The heat wave that has gripped eastern parts of the U.S. and Canada has caused the deaths of scores of people, with tens of millions warned the high temperatures look set to stay for the next couple of days.

The extreme weather is already thought to have resulted in nearly half a dozen heat-related deaths across the U.S., and officials in the Canadian province of Montreal linked it to the deaths of at least 15 people.

Following the spike of deaths, Montreal health officials raised the city’s response level to “intervention” from “alert” after a surge in the calls to the government’s health information line and ambulances, reports Reuters.

Dr. Mylene Drouin, Montreal’s public health director, told CBC that officials are desperate to avoid a repeat of the 2010 heat wave, which caused 106 deaths.
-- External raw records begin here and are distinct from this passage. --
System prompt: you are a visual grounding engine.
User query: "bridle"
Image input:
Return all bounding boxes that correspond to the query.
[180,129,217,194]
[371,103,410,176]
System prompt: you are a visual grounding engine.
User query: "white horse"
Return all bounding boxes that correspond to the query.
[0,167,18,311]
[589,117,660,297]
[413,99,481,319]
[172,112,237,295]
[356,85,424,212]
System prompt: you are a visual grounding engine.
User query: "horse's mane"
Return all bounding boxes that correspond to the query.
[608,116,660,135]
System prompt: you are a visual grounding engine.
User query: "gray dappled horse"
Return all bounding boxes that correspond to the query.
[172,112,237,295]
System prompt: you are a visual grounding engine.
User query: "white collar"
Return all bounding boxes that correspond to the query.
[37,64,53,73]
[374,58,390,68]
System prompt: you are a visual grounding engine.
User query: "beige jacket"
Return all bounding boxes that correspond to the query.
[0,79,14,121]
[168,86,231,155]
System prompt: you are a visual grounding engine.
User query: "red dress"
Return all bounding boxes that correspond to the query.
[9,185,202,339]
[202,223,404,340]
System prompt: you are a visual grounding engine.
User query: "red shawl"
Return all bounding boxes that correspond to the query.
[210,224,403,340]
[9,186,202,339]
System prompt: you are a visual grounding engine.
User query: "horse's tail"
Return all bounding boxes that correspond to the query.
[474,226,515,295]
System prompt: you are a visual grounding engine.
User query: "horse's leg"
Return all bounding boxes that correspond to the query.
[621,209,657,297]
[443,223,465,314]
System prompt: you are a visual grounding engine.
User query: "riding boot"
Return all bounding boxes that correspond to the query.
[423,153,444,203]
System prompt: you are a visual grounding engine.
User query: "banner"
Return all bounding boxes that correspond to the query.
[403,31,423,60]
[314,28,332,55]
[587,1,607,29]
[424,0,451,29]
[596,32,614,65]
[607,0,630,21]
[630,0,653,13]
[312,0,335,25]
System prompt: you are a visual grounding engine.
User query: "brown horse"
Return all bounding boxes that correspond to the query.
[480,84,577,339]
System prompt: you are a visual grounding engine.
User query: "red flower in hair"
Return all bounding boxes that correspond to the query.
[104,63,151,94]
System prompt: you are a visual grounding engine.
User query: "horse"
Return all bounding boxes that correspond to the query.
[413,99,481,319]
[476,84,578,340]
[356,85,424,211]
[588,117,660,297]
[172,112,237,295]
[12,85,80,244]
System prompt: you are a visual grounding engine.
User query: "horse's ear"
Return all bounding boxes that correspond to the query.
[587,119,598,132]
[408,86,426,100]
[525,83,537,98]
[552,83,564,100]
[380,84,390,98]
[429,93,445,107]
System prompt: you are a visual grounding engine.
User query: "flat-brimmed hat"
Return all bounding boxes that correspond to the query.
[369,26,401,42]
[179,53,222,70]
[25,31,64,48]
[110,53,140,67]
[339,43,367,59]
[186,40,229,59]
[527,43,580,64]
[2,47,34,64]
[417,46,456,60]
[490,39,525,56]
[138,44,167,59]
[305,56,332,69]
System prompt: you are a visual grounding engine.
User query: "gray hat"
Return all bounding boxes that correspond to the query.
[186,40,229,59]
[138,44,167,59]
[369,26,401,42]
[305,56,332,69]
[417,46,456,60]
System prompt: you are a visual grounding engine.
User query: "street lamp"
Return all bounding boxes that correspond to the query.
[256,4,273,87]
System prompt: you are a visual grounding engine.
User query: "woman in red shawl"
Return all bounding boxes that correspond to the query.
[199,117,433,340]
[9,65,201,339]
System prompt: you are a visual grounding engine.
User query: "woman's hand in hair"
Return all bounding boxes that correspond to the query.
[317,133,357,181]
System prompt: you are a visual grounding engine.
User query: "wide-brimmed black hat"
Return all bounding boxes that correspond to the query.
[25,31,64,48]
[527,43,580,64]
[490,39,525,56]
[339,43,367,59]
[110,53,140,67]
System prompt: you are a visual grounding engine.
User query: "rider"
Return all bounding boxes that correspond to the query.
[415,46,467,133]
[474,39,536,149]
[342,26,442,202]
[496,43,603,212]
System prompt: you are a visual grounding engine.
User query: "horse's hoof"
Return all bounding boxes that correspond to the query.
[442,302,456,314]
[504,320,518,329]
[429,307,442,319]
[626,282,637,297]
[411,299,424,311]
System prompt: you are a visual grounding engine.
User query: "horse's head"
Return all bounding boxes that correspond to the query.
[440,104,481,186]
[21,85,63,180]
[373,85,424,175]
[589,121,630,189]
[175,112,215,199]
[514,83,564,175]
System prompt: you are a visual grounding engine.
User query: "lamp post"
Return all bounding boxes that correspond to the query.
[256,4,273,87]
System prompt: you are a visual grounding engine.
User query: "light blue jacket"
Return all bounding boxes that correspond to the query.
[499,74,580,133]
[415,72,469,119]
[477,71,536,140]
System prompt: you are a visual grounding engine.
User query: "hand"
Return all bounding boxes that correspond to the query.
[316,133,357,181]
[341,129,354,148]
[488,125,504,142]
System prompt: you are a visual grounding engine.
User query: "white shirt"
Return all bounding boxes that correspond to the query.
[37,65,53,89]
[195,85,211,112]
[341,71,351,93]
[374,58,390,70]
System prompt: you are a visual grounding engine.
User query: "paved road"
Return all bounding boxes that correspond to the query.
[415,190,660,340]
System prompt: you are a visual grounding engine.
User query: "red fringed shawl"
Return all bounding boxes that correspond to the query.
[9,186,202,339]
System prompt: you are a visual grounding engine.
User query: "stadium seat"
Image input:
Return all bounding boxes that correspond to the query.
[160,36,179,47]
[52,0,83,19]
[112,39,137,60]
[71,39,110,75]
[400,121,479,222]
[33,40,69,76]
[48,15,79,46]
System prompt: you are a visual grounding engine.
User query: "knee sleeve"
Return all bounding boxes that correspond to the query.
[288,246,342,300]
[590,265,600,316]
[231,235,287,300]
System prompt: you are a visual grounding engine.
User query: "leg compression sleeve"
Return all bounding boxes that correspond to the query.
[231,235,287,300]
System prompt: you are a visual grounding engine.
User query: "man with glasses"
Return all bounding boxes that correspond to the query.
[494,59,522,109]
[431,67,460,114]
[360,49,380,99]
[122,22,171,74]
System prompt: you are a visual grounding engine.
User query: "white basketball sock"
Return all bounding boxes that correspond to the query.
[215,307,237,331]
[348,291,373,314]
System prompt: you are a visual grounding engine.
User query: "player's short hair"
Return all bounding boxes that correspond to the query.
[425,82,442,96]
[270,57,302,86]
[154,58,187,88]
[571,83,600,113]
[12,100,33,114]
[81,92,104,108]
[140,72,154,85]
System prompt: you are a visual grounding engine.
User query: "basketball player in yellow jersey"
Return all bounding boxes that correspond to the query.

“We see clearly that we're at the beginning of increases, which will continue to go up over the coming days," Drouin said.

At least five people have died in the U.S. due to the heat since the weekend, including an elderly man in New York City and a woman who went into cardiac arrest while working in her garden in Pennsylvania.

A 30-year-old man also collapsed running a race in Wilmington, New York, after his internal temperature reached an estimated 108 degrees Fahrenheit, reports CNN.

GettyImages-987494380 People cool off along the boardwalk at Coney Island on June 29 in New York City. Spencer Platt/Getty Images

Despite being a city known for its high temperatures in the summer, New York's National Weather Service said experiencing at least seven days of temperatures exceeding 90 degrees Fahrenheit is an event that only occurs around once every 33 years.

Elsewhere, in Missouri, the Kansas City Health Department confirmed the Jackson County Medical Examiner has been informed of a second possible heat-related death involving a man in his 80s following the death of a woman in her 40s towards the end of June.

Following warnings across several states of the potential for a Fourth of July heat wave, forecasters say relief is on its way as a change in weather pattern will sweep away the humid conditions, bringing temperatures back down to its seasonal average.

Cities such as Washington, D.C., Detroit and Philadelphia are expected to see temperatures fall around 10 degrees Fahrenheit, to the low 80s by end of the week.

“The dome of high pressure aloft causing the recent heat is beginning to retreat westward, which will allow a cold front to sweep through the Midwest and Northeast, a Weather Channel forecast states.

“That front will scour away the moisture-laden atmosphere and usher in lower humidity by late this week or the weekend.”